WASHINGTON (Dec. 26)
In a television interview several years ago, Dean Acheson, who was Secretary of State when Truman was in the White House, explained why his boss had taken such a strong pro-Israel stand before as well as after the establishment of the Jewish State. He maintained that Truman was probably motivated by “two considerations–one which he avowed very clearly and the other one which he did not avow very clearly.”
The first consideration, Acheson said, was the wartime Jewish refugees who “couldn’t go back to Russia or Poland…couldn’t go back to Germany where so many had been murdered.” Their resettlement was “our responsibility,” Acheson continued, and Truman tried but failed “to get our immigration laws made more lax.”

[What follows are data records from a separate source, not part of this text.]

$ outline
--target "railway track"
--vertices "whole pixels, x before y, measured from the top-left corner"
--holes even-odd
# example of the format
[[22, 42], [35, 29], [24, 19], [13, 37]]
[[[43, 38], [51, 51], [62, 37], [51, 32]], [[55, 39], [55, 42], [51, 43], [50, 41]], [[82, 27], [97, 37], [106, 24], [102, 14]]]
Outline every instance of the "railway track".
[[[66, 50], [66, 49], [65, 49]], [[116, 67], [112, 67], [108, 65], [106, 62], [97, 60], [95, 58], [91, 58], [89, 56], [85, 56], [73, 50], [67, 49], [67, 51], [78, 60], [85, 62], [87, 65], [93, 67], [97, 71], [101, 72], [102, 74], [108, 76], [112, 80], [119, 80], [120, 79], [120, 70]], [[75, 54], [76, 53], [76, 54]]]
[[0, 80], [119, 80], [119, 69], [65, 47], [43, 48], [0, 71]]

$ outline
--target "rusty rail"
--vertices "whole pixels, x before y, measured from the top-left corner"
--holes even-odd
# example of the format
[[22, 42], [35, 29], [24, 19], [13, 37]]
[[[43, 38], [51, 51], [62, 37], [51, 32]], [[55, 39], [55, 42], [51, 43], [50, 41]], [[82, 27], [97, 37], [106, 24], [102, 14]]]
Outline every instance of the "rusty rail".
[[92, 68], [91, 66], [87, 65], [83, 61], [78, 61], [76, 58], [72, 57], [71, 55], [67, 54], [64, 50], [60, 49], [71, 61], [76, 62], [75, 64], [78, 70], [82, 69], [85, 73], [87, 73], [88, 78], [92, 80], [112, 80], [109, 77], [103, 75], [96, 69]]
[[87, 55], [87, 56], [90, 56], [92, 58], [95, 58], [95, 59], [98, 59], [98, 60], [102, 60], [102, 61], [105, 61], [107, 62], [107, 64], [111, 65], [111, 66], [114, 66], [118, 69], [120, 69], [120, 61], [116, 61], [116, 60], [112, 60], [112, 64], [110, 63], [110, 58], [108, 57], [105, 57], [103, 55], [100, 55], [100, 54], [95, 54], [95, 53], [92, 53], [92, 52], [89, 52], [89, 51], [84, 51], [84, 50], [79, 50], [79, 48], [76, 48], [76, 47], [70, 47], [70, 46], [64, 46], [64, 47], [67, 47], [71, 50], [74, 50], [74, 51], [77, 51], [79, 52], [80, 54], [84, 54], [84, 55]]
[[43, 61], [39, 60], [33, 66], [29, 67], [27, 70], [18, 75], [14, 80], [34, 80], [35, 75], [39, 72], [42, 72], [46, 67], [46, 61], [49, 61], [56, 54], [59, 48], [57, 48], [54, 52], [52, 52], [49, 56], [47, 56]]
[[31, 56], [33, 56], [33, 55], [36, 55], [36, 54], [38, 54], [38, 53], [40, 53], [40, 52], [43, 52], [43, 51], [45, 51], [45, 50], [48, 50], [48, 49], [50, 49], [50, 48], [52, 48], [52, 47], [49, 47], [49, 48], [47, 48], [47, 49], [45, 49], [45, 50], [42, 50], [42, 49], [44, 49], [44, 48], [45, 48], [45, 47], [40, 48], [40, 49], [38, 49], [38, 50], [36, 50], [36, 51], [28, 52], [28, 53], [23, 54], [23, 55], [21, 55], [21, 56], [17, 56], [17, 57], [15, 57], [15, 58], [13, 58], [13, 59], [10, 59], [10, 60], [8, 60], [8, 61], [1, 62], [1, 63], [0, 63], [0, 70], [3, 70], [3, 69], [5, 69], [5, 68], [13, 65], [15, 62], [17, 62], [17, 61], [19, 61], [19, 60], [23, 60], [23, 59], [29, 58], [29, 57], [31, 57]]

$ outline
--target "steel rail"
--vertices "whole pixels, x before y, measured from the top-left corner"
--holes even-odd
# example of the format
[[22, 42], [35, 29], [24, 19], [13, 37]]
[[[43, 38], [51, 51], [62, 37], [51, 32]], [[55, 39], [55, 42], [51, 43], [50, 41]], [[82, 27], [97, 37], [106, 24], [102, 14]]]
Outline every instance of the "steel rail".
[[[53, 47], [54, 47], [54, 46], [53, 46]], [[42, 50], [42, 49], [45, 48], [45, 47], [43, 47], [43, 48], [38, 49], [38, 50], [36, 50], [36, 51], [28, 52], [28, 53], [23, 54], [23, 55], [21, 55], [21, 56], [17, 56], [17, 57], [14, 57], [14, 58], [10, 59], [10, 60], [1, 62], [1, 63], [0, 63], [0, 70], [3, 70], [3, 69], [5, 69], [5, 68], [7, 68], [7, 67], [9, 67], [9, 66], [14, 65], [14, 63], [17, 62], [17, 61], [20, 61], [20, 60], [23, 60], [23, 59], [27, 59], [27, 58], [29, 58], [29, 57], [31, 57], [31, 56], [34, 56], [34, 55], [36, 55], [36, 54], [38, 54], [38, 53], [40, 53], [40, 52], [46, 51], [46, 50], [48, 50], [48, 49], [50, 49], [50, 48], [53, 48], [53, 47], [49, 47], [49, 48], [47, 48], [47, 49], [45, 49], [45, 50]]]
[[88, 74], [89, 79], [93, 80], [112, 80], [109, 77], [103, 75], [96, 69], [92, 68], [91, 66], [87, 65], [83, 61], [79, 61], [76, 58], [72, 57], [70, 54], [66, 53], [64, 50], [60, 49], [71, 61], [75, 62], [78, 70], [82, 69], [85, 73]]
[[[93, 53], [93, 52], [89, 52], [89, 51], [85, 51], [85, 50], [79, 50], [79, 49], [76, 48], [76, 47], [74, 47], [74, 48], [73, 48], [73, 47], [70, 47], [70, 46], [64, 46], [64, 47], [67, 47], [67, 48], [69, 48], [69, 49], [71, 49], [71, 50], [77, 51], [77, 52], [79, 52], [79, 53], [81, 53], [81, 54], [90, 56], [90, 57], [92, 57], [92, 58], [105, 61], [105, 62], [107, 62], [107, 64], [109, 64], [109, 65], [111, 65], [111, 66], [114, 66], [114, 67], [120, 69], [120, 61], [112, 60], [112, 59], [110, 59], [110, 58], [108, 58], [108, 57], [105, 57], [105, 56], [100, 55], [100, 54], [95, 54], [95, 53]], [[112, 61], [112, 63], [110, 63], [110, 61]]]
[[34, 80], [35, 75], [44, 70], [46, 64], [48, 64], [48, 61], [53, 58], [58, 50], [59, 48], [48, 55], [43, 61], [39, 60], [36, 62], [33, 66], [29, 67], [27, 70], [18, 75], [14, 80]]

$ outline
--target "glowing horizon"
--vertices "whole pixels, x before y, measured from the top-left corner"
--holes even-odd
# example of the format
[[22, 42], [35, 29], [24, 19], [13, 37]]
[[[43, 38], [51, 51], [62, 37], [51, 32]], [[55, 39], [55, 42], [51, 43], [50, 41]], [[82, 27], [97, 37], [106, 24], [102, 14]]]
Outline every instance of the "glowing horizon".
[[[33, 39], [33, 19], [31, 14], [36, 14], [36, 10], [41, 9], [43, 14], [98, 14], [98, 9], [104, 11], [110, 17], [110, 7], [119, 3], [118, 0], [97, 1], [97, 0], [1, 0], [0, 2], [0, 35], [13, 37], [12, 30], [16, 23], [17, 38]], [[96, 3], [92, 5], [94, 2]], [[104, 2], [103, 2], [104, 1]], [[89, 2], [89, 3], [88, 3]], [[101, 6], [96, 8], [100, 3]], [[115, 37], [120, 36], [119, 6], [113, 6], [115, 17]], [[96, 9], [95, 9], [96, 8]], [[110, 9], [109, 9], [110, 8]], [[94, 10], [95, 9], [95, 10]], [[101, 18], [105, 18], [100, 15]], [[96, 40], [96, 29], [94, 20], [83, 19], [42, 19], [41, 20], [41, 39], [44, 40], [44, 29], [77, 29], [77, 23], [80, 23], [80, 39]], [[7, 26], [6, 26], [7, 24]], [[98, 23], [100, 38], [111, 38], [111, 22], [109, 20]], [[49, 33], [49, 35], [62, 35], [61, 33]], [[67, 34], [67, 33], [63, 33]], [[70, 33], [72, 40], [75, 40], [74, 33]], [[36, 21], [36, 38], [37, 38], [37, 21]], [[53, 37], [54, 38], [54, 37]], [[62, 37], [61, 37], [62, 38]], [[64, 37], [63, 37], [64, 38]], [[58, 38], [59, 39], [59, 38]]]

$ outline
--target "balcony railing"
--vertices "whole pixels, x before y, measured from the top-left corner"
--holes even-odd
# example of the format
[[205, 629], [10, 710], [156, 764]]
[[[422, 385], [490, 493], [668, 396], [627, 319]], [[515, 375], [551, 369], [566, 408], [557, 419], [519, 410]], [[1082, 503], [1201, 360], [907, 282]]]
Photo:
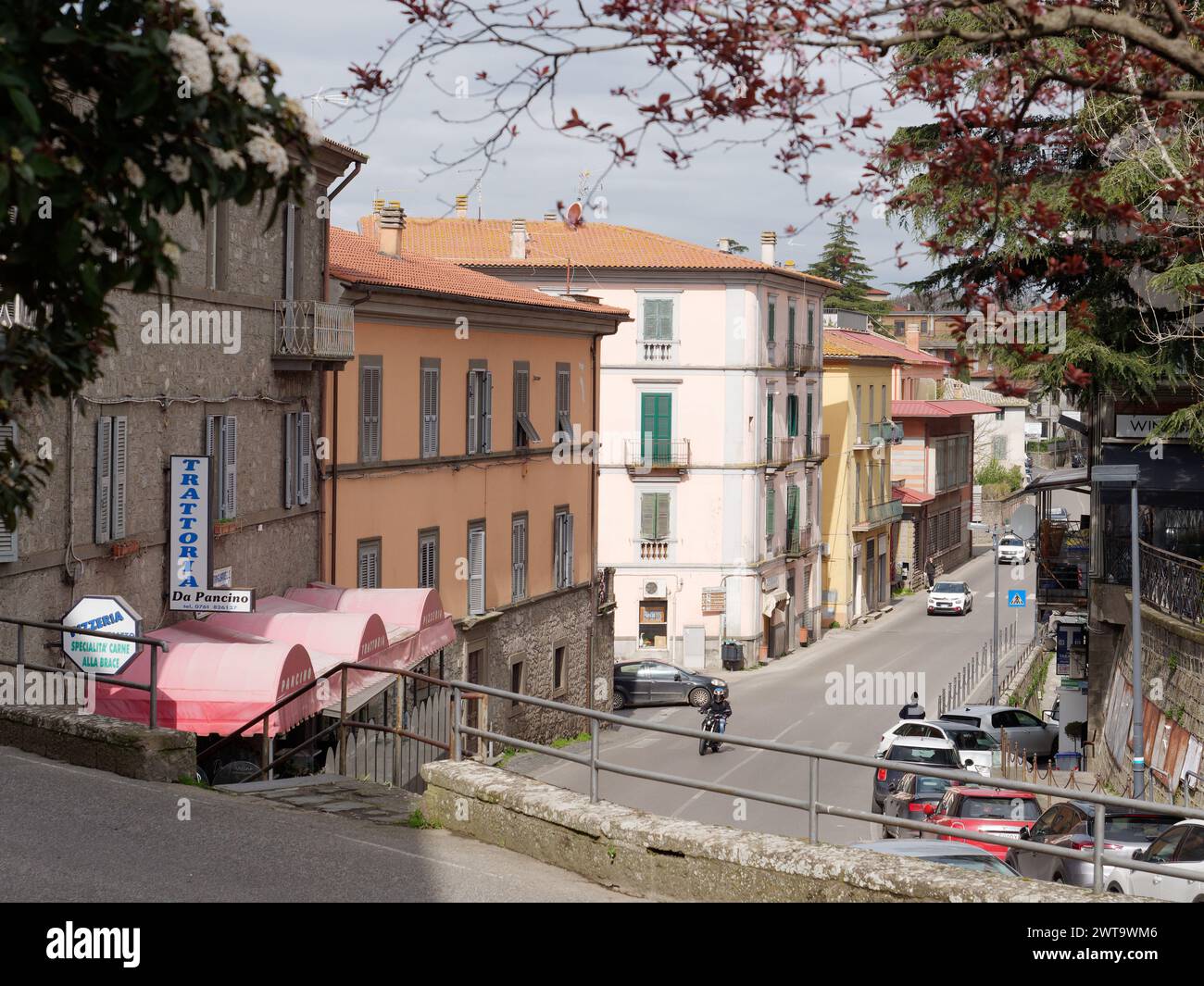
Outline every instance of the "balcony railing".
[[340, 360], [355, 356], [355, 309], [326, 301], [276, 302], [276, 352], [287, 359]]
[[899, 500], [885, 500], [881, 503], [860, 504], [857, 507], [857, 520], [855, 527], [869, 530], [880, 524], [889, 524], [903, 516], [903, 502]]
[[678, 360], [675, 340], [639, 340], [637, 346], [644, 362], [675, 364]]
[[690, 465], [689, 438], [628, 438], [624, 445], [624, 464], [628, 470], [684, 470]]
[[828, 457], [827, 435], [804, 435], [801, 438], [803, 459], [809, 462], [822, 462]]
[[[1192, 626], [1204, 626], [1204, 561], [1141, 541], [1141, 601]], [[1127, 537], [1104, 542], [1104, 579], [1128, 585], [1132, 549]]]

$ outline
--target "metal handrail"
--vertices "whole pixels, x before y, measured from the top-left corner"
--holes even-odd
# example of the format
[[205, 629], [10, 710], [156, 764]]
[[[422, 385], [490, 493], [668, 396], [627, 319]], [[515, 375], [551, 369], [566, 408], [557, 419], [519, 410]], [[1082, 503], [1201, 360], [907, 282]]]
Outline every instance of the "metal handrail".
[[55, 630], [59, 633], [78, 633], [83, 637], [101, 637], [106, 640], [132, 640], [136, 644], [142, 644], [143, 646], [150, 648], [150, 680], [147, 683], [142, 681], [126, 681], [124, 678], [118, 678], [113, 674], [92, 674], [85, 672], [93, 681], [102, 681], [104, 684], [120, 685], [123, 689], [135, 689], [137, 691], [146, 691], [150, 693], [150, 707], [147, 710], [147, 727], [152, 730], [159, 728], [159, 651], [163, 650], [167, 653], [171, 646], [166, 640], [157, 639], [155, 637], [135, 637], [130, 633], [108, 633], [104, 630], [81, 630], [78, 626], [67, 626], [66, 624], [49, 624], [42, 622], [41, 620], [20, 620], [16, 616], [5, 616], [0, 614], [0, 624], [13, 624], [17, 627], [17, 660], [10, 661], [7, 657], [0, 657], [0, 665], [6, 665], [8, 667], [17, 668], [18, 680], [24, 675], [25, 668], [31, 668], [33, 671], [48, 672], [51, 674], [61, 674], [63, 668], [52, 668], [48, 665], [31, 665], [25, 660], [25, 627], [31, 626], [35, 630]]
[[[809, 814], [809, 839], [810, 842], [818, 840], [819, 834], [819, 821], [818, 816], [820, 814], [833, 815], [837, 817], [851, 819], [855, 821], [869, 821], [874, 823], [881, 823], [881, 815], [861, 811], [851, 808], [842, 808], [839, 805], [822, 804], [818, 801], [819, 798], [819, 762], [820, 761], [834, 761], [837, 763], [846, 763], [856, 767], [869, 767], [872, 769], [896, 769], [911, 774], [920, 774], [922, 777], [936, 777], [948, 780], [961, 781], [967, 786], [975, 787], [995, 787], [1005, 791], [1025, 791], [1034, 795], [1045, 795], [1047, 797], [1055, 797], [1064, 799], [1066, 792], [1060, 787], [1052, 787], [1041, 784], [1033, 784], [1031, 781], [1023, 780], [1008, 780], [1008, 779], [986, 779], [981, 774], [970, 773], [968, 771], [952, 771], [938, 767], [927, 767], [917, 763], [904, 763], [902, 761], [891, 761], [880, 757], [867, 757], [857, 754], [842, 754], [833, 752], [831, 750], [821, 750], [810, 746], [796, 746], [786, 743], [779, 743], [777, 740], [755, 739], [752, 737], [733, 736], [731, 733], [724, 733], [722, 742], [731, 743], [733, 746], [748, 746], [755, 750], [766, 750], [769, 752], [783, 752], [790, 754], [792, 756], [805, 756], [810, 758], [810, 779], [809, 779], [809, 797], [803, 801], [801, 798], [789, 798], [781, 795], [773, 795], [766, 791], [755, 791], [749, 789], [734, 787], [731, 785], [710, 784], [708, 781], [701, 781], [696, 778], [684, 778], [675, 774], [665, 774], [656, 771], [644, 771], [638, 767], [628, 767], [626, 764], [614, 763], [610, 761], [601, 760], [598, 756], [598, 722], [610, 722], [613, 725], [624, 726], [627, 728], [647, 730], [650, 732], [666, 733], [671, 736], [680, 736], [689, 739], [714, 739], [714, 733], [706, 732], [703, 730], [692, 730], [683, 726], [669, 726], [663, 722], [638, 722], [631, 719], [615, 715], [613, 713], [600, 712], [596, 709], [585, 709], [577, 705], [567, 705], [562, 702], [555, 702], [549, 698], [537, 698], [535, 696], [517, 695], [514, 692], [503, 691], [502, 689], [494, 689], [488, 685], [480, 685], [476, 683], [467, 681], [448, 681], [445, 683], [452, 686], [453, 690], [453, 716], [452, 716], [452, 732], [454, 736], [453, 743], [453, 760], [460, 760], [461, 749], [461, 736], [472, 736], [479, 739], [488, 739], [497, 743], [509, 744], [519, 749], [531, 750], [535, 752], [548, 754], [549, 756], [556, 757], [559, 760], [567, 760], [573, 763], [579, 763], [582, 766], [589, 767], [590, 769], [590, 801], [598, 801], [598, 772], [606, 771], [614, 774], [621, 774], [625, 777], [632, 777], [641, 780], [654, 780], [663, 784], [673, 784], [681, 787], [691, 787], [698, 791], [709, 791], [719, 795], [728, 795], [732, 797], [742, 797], [750, 801], [759, 801], [766, 804], [778, 804], [785, 808], [798, 808], [805, 810]], [[591, 722], [590, 728], [590, 754], [577, 755], [567, 754], [563, 750], [556, 749], [555, 746], [547, 746], [539, 743], [531, 743], [523, 739], [517, 739], [514, 737], [508, 737], [504, 733], [497, 733], [490, 730], [480, 730], [473, 726], [466, 726], [461, 722], [461, 690], [473, 689], [477, 692], [495, 696], [498, 698], [506, 698], [514, 702], [523, 702], [532, 705], [537, 705], [545, 709], [551, 709], [555, 712], [569, 713], [577, 716], [588, 718]], [[992, 780], [998, 780], [999, 783], [991, 783]], [[1092, 864], [1094, 870], [1094, 891], [1097, 893], [1103, 892], [1103, 867], [1114, 866], [1122, 869], [1135, 869], [1145, 873], [1158, 873], [1165, 875], [1165, 867], [1158, 867], [1152, 863], [1146, 863], [1139, 860], [1133, 860], [1132, 857], [1120, 857], [1111, 854], [1105, 854], [1103, 851], [1104, 845], [1104, 808], [1111, 805], [1117, 808], [1135, 809], [1139, 811], [1150, 811], [1157, 805], [1150, 802], [1138, 801], [1135, 798], [1121, 798], [1111, 795], [1099, 795], [1093, 791], [1081, 791], [1075, 792], [1076, 801], [1090, 802], [1096, 805], [1094, 811], [1094, 829], [1093, 829], [1093, 851], [1092, 851]], [[1204, 820], [1204, 809], [1188, 808], [1188, 807], [1175, 807], [1173, 813], [1181, 817], [1192, 817]], [[932, 822], [920, 822], [913, 821], [910, 819], [891, 819], [891, 825], [899, 828], [915, 829], [917, 832], [931, 832], [937, 836], [949, 836], [951, 831], [946, 826], [934, 825]], [[986, 843], [988, 845], [1002, 845], [1015, 849], [1025, 849], [1031, 852], [1038, 852], [1047, 856], [1061, 856], [1063, 858], [1084, 861], [1084, 854], [1081, 850], [1062, 849], [1060, 846], [1045, 845], [1044, 843], [1033, 843], [1031, 840], [1016, 839], [1004, 836], [995, 836], [987, 832], [974, 832], [973, 842]]]

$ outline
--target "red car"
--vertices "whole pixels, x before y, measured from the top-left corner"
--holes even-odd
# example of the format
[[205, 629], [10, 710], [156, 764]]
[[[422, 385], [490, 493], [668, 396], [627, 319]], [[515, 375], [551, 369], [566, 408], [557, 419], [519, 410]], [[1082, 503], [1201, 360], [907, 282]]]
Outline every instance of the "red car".
[[[960, 832], [982, 832], [990, 836], [1020, 838], [1020, 831], [1028, 828], [1040, 816], [1037, 796], [1027, 791], [999, 791], [995, 787], [949, 787], [928, 819], [933, 825], [946, 825]], [[955, 843], [969, 843], [985, 849], [1001, 860], [1008, 855], [1008, 846], [980, 843], [964, 836], [937, 836]]]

The less-clearly avowed consideration. Acheson said, was Truman’s “moral and emotional” obligation to the refugees following repeated entreaties by Eddie Jacobson, a friend from Truman’s haberdashery days and “a convinced Zionist,” who “talked to the President a great deal about it,” Jacobson’s ideas “appealed to the President very much,” Acheson said.
In the same television interview Acheson also commented that “Anyone who went through the period before the creation of the State of Israel and immediately after too, as I did with Mr. Truman, must now be perfectly clear that you can’t impose anything on those people. They won’t accept imposition.”